Hey guys - I've given up. I just don't have the time to learn how to work with LEDs. And let's face it - I got into the hobby to grow things... not become an electrician. Haha.

Basically, I want something for my 5.5 gallon reef. I'd like it manually dimmable, as well as a dawn-to-dusk simulation with moonlight.

The only constraint is that it's got to fit in the alcove with my tank - there's about 3 1/2 inches above the rim of the tank.

If you're into building these things, and up for the challenge... let me know! I'll pay for all the parts and your labor.

Thanks!


----------



## blue_eden (Apr 23, 2010)

Only a 5.5 gallon? Isn't that a little too small for a reef tank? I'd assume you want around 3-5 watts/gallon for coral growth?

I've built LEDs for my 72G, 38G and 12G, but they don't come cheap. My 12G LEDs cost around $100 to build and I still in the process of making the automation for dusk to dawn dimming.

The 12G is a planted tank with shrimps, so I got 3 modes so far.
1. Daylight mode, 2W/gallon
2. Growth mode, 3W/gallon red/blue spectrum
3. Full mode, 5W/gallon

Maybe I will take your challenge after I finish mine.


----------



## Ron99 (Apr 22, 2010)

What's your budget  It wouldn't be cheap, especially with the automation. That alone will probably need another $100 in parts plus labour and programming.


----------



## ultreef (Apr 27, 2010)

If you're going to go LED, then make sure you get the 3watt CREE leds, ie. XR-E. and a quality dimmable constant current driver and heatsink the LEDs properly or they won't last. 
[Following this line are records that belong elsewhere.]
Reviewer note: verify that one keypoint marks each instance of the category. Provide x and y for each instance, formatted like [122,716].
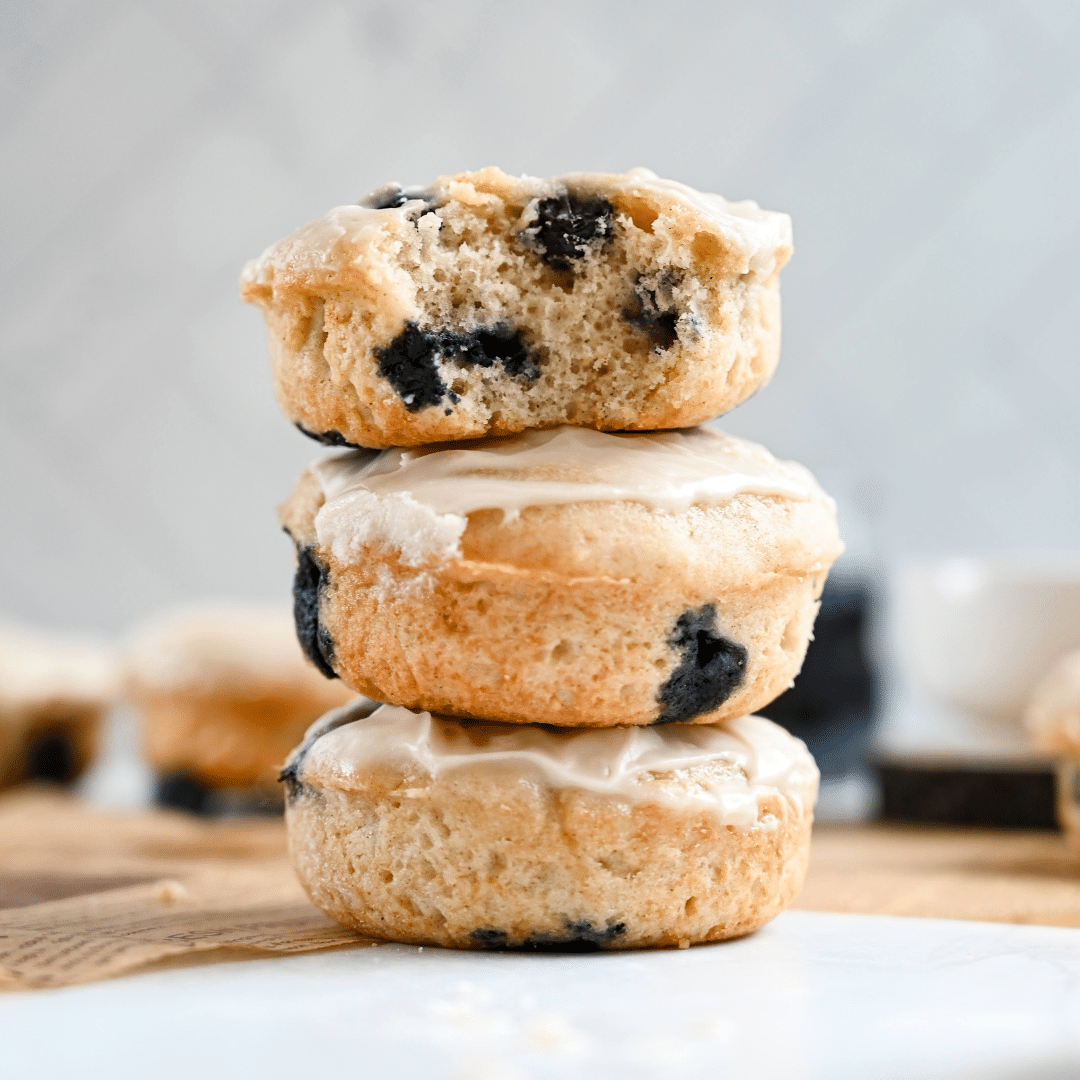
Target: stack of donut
[569,598]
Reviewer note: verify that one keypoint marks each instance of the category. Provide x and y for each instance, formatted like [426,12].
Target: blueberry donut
[487,305]
[224,693]
[566,577]
[54,694]
[423,829]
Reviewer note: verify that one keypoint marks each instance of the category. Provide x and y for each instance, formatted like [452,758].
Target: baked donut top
[39,672]
[1053,714]
[727,768]
[418,499]
[327,251]
[221,648]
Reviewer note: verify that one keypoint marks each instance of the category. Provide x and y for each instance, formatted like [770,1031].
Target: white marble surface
[811,996]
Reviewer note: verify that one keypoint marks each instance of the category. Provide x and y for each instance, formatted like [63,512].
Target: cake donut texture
[224,693]
[487,305]
[423,829]
[568,577]
[53,697]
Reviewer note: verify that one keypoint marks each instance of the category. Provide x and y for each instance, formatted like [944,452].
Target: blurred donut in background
[224,692]
[54,693]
I would help but my hands are tied on my own project. If in a month time you still haven't gotten someone to help you out then PM me. I should be done mine by then.


----------



## blue_eden (Apr 23, 2010)

i agree with ron99. you are looking at around $200 for the LED.
i would just get some tubes and ballasts with a timer.


----------



## 182 (Apr 21, 2010)

Pico reefs are actually a lot of fun! Mine's doing alright under my jerry rigged cold-cathode and power compact mess.

I'd say $200 would be my maximum budget, yeah. Your setup looks pretty neat, Blue.

Does the WPG really apply to LEDs? I figure we should be talking PAR more than anything else, right?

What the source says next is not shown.